Planet

Energy

At International Paper we are committed to continuous improvement in reducing our carbon footprint and improving our energy efficiency.

International Paper’s manufacturing processes generate and consume large amounts of energy.  For well over a decade, International Paper has been focused on improving our energy efficiency. With energy as a significant cost, it makes financial as well as environmental sense to reduce the amount of energy we use.  During the past five years, we have invested $495 million to reduce our annual energy purchases by 10 trillion British Thermal Units (BTUs). This energy reduction is equal to 4,000 rail cars of coal or the energy to heat a Midwestern town of 71,000 people for a year.


Improvements in energy efficiency reduce the amount of energy we need to create our products, resulting in lower resource consumption and fewer emissions.


Pulp and paper-making is the main manufacturing activity for most of International Paper’s products. We employ the kraft pulping process, which cooks wood in an alkaline solution, and separates the wood fibers from the natural glues and sugars that hold the tree together. Paper is then made from the fibers and the separated sugars are used as a biofuel burned to create energy.

Our energy production uses additional biomass-based energy sources such as forest residuals (like bark).
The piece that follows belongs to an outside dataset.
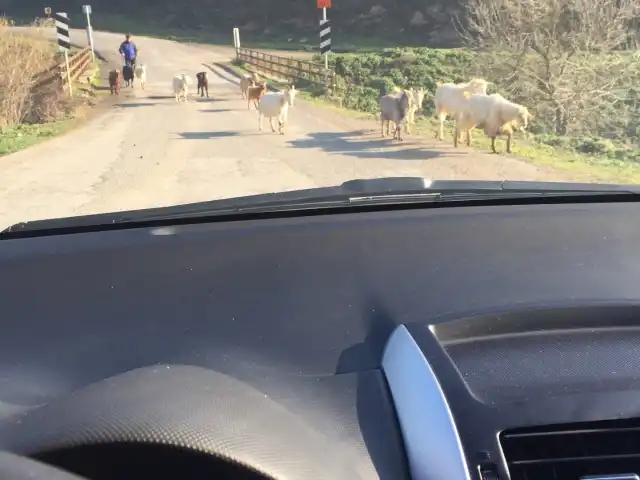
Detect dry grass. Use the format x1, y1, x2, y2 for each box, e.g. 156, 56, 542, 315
0, 18, 67, 131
This efficient use of resources enables our mills to be about 72 percent fueled by renewable carbon-neutral biomass. In essence, the same trees that provide the wood fiber for our products also efficiently provide the majority of the energy to make the products themselves.

We purchase fuels and electricity for the remaining (approximately 28 percent) energy needed to power our mills. We believe we can further reduce the use of purchased fuels, particularly fossil-based fuels (coal, natural gas, oil and other fuel types) and purchased steam and electricity. Our converting operations and non-manufacturing operations also have an impact, but it is less than 5 percent of our total energy use.

In 2015, energy efficiency in our mills improved by 4.7 percent compared with our 2010 baseline. Eight of our mills set monthly records for energy efficiency during 2015.